After last night's non-farm data revision, the market is worried about an economic recession. Many believe that if a recession occurs, the Federal Reserve must bear 90% of the responsibility, as its inconsistent decisions are a significant reason.
In May 2021, inflation reached 5%, and the Federal Reserve claimed that inflation was temporary and continued quantitative easing, which led to subsequent inflation soaring to 9%; by September 2025, inflation dropped to 3%, yet the Federal Reserve refused to lower interest rates citing "preventing a rebound" as the reason, showing a contradictory stance.

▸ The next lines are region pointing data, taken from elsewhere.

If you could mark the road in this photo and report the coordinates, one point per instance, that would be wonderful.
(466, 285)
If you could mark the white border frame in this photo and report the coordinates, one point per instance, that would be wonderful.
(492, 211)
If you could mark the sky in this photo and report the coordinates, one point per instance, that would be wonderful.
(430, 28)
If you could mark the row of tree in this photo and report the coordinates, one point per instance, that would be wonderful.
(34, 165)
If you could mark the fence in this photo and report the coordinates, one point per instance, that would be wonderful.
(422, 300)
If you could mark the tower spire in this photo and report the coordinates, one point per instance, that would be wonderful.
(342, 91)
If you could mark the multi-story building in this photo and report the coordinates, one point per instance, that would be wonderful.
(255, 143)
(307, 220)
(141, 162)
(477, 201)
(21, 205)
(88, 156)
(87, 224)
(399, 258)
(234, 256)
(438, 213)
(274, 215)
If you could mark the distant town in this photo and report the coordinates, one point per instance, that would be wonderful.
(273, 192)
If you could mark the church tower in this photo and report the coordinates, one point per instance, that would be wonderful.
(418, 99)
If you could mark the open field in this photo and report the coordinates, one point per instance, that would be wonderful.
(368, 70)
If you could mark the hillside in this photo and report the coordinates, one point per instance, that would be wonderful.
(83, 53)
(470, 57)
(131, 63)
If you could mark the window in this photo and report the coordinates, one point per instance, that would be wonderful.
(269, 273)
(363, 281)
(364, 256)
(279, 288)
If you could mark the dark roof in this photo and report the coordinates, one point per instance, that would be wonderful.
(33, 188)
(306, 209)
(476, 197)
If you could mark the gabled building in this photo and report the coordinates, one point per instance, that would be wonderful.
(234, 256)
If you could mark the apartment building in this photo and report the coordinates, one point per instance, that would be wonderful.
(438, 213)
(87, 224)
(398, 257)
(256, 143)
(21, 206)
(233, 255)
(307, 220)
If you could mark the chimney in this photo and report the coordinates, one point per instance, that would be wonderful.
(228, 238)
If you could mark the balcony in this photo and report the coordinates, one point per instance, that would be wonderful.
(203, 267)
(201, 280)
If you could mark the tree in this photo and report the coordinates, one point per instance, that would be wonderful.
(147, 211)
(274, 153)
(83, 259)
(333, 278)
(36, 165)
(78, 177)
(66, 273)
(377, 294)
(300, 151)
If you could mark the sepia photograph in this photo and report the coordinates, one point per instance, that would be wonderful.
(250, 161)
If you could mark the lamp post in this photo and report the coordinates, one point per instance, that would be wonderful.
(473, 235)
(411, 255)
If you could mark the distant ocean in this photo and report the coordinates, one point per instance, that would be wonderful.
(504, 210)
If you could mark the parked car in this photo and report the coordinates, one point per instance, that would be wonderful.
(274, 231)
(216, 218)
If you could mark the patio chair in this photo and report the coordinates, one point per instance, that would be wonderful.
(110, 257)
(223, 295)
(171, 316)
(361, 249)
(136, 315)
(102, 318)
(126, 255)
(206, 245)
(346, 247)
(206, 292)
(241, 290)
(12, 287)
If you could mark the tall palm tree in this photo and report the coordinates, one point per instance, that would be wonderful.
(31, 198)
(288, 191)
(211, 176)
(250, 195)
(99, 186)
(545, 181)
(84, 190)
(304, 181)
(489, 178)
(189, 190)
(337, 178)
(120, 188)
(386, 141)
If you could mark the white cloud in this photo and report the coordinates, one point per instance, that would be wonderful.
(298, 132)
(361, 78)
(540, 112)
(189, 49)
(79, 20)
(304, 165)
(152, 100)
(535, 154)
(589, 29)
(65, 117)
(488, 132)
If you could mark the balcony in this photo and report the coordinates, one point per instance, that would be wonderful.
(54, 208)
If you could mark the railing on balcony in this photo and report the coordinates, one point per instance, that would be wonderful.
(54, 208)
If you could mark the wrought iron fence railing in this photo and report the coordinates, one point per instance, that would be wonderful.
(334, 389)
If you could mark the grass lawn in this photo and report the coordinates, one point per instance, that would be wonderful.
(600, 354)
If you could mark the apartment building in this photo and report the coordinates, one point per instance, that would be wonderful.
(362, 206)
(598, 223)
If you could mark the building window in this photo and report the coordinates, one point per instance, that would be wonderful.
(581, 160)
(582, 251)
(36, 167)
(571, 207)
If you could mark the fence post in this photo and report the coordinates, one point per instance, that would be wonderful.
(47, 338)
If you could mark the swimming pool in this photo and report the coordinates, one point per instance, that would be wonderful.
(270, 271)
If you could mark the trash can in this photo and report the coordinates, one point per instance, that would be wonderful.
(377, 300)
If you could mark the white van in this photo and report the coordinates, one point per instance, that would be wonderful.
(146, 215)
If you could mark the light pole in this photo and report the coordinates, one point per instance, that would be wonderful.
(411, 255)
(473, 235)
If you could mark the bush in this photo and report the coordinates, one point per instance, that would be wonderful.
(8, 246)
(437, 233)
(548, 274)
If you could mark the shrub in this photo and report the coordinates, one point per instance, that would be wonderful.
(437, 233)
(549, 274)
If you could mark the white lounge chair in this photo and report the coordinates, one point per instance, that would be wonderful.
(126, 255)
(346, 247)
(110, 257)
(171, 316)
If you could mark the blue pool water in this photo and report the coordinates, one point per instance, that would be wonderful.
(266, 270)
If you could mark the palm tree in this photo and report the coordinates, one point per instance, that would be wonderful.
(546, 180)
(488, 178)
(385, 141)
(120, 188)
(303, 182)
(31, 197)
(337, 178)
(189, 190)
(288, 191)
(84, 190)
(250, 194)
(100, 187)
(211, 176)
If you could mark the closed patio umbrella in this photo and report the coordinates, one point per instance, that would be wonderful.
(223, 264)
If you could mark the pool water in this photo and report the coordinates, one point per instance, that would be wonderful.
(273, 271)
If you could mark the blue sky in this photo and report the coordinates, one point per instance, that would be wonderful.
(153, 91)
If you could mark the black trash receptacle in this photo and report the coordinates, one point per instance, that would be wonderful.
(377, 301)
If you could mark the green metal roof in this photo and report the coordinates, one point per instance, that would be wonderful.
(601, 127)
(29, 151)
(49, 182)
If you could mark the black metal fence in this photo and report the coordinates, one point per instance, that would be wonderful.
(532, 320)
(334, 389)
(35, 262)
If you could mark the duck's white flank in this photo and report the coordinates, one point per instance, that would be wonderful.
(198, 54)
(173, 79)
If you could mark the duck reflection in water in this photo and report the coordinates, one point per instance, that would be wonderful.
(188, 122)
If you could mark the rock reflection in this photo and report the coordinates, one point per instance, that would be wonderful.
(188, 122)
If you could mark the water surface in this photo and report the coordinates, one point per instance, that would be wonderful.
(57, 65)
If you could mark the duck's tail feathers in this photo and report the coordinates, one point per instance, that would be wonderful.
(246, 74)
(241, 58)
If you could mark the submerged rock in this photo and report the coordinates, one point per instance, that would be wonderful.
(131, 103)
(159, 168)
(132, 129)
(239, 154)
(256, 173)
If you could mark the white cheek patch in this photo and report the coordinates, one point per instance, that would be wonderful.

The Federal Reserve's decisions are hard to separate from political factors: Chairman Powell knows well that if inflation rebounds during his term, he will only face criticism, but if he fails to lower interest rates and causes an economic downturn leading to unemployment, he would bear the blame for ruining the economy. After all, inflation can be tolerated, but unemployment is a political minefield.
He previously stated that the U.S. has achieved a soft landing, indicating that he does not view inflation as the greatest threat.
Currently, the Federal Reserve is controlled by the Democratic Party, and its policies include political considerations against Trump, with partisan struggles interfering with normal decision-making.
The risk of economic recession is increasing, yet the Federal Reserve stubbornly refuses to lower interest rates, which may ultimately cause ordinary people to endure the dual blow of persistent inflation and rising unemployment.